Long before modern wellness influencers and health professionals recognized the benefits of an ice bath or a plunge into cold water, the ancient Romans had been indulging in the practice for centuries.

In Britain, archaeological excavations revealed evidence of a plunge pool from the 18th century underneath a historic social club.

During the 18th century, British medical practitioners recommended taking regular dips into cold water for various mental and physical ailments, such as gout.

Soon enough, cold baths became popular, and many of them were installed in both private estates and public facilities alike.

One of these fixtures was located by a team from Wessex Archaeology. The plunge pool was beneath the Bath Assembly Rooms in the city of Bath, the United Kingdom.

All across the country, assembly rooms were major social gathering places in the 18th and 19th centuries. People flocked to them to converse, dance, and gamble with one another.
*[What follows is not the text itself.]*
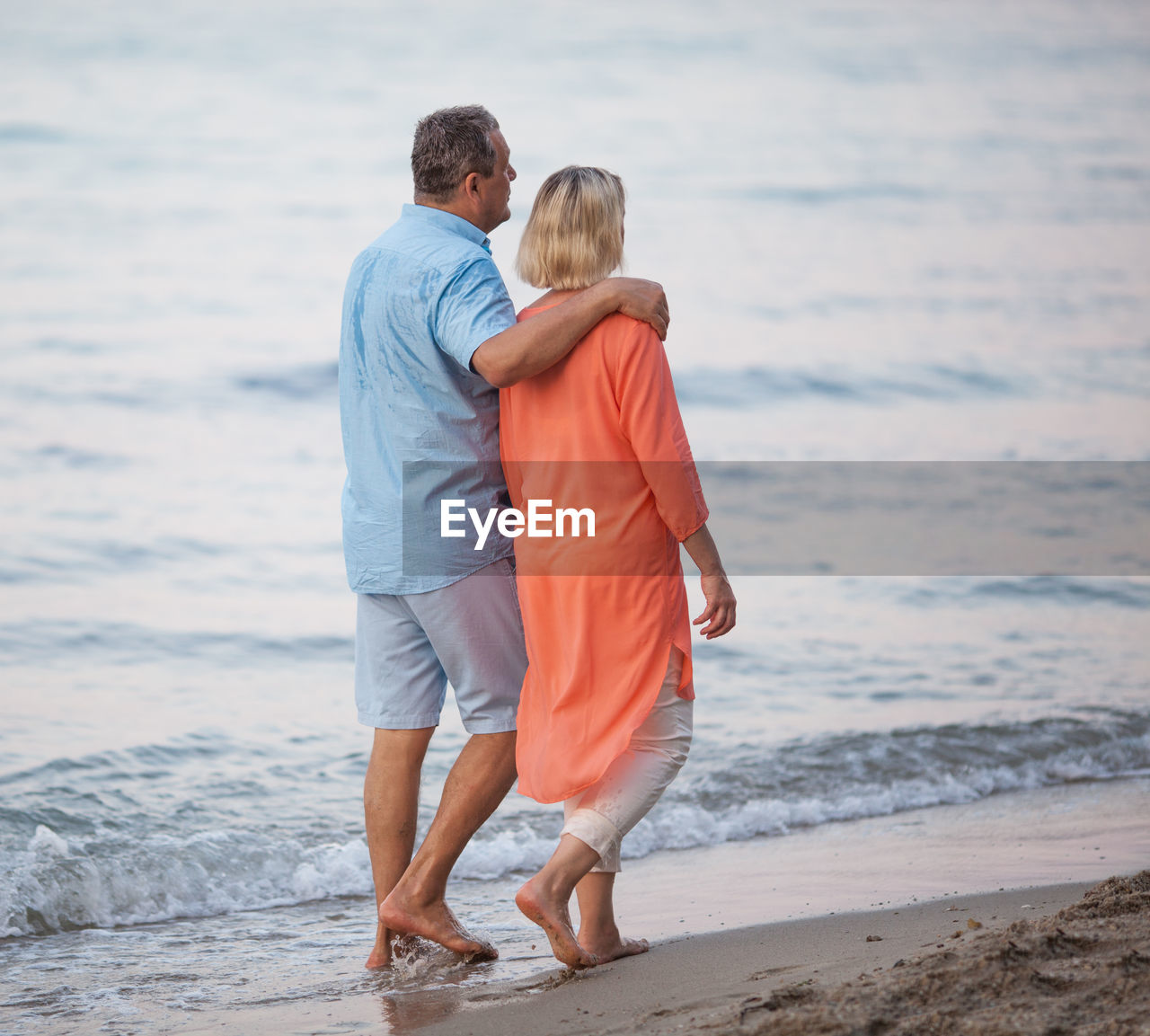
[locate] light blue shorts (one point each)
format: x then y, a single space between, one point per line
410 645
Bath is a town in southwestern England, and since the time of the Romans, it has been known for its mineral waters.

The pool that was discovered at the Bath Assembly Rooms had dressing rooms on either side of it and appeared to have been aimed at those who wanted a more private bathing experience.

The Bath Assembly Rooms were built between 1769 and 1771 by John Wood. There were spaces for coffee drinking, billiards, gambling, balls, and concerts, providing locals with plenty of entertainment and leisurely activities.